By sharing our struggles together, our beginners group bonded over time.  To this day, when I see one of my group in the clubs or elsewhere, I feel a special bond of kinship with them. We offered a helping hand,  a belaying rope, a boost up as we shared the hard climb of Salsa Mountain.  Because we were in it together, we kept each other from dropping out.  We pointed out our errors to each other, which we could do without causing offense, because we all knew we rowed the same boat.  I can still feel the thrill I got the first time I successfully led the basic step, a cross body lead, a right turn and then a left turn.  Salsa!

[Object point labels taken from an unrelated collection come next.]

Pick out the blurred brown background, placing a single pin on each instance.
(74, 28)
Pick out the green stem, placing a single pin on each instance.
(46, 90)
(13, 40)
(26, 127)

I learned as I went along if I treated a talented beginner well, working with her as she practiced, I had a dance partner for life.  Several times I have met female dancers accomplished in other styles, but they had not yet learned salsa.  These women advanced rapidly, needing only minimal guidance to reach the comfort zone where they could relax and enjoy the dance.  Women who had no dance training, as I did not, had to struggle much harder and longer to reach the first plateau of advanced beginner.  These women especially appreciated a kind and patient lead who corrected their mistakes without belittling their skills.  Either way, kindness and patience have yielded wonderful partners.

Nowadays, when I see a raw beginner show up at Dallas Nite Club, I don't take the time to try to help them.  I want to see some effort over time on their part before any effort on my part.  I have seen women show up all gung ho to be a salsera, but after three weeks of struggle, they give up and never come back.  I am reminded of a custom adopted by the ancient Aztecs.  A new-borne baby remained nameless until their fourth birthday.  The mortality rate of babies was so high, the parents did not want to waste a perfectly good name on a corpse.  I feel that way about newbies now.  If they survive the first six months, then they are keepers, and I'll help them any way I can.

I have met women who divorced, moved to Austin, and decided to take up salsa for whatever reason.  After a while, when they find out how much work it takes to salsa well, they begin to look for other styles of dance that aren't so strenuous, like kizumba.

Occasionally, people I don't know show up.  A while back at DNC, I saw an Amazon standing next to the bar wearing a killer salsa dress.  I asked her to dance.  She danced salsa, but strangely. I asked her where she hailed from. 

"Sao Paulo" she said in accented English.  

She had just flown into Austin on business.  On the way to her hotel, she asked the cabbie to recommend a good salsa club.  He brought her to Dallas Nite Club.  The first guy to dance with her was me.  BTW, after some discussion she informed me she danced salsa with a samba flair.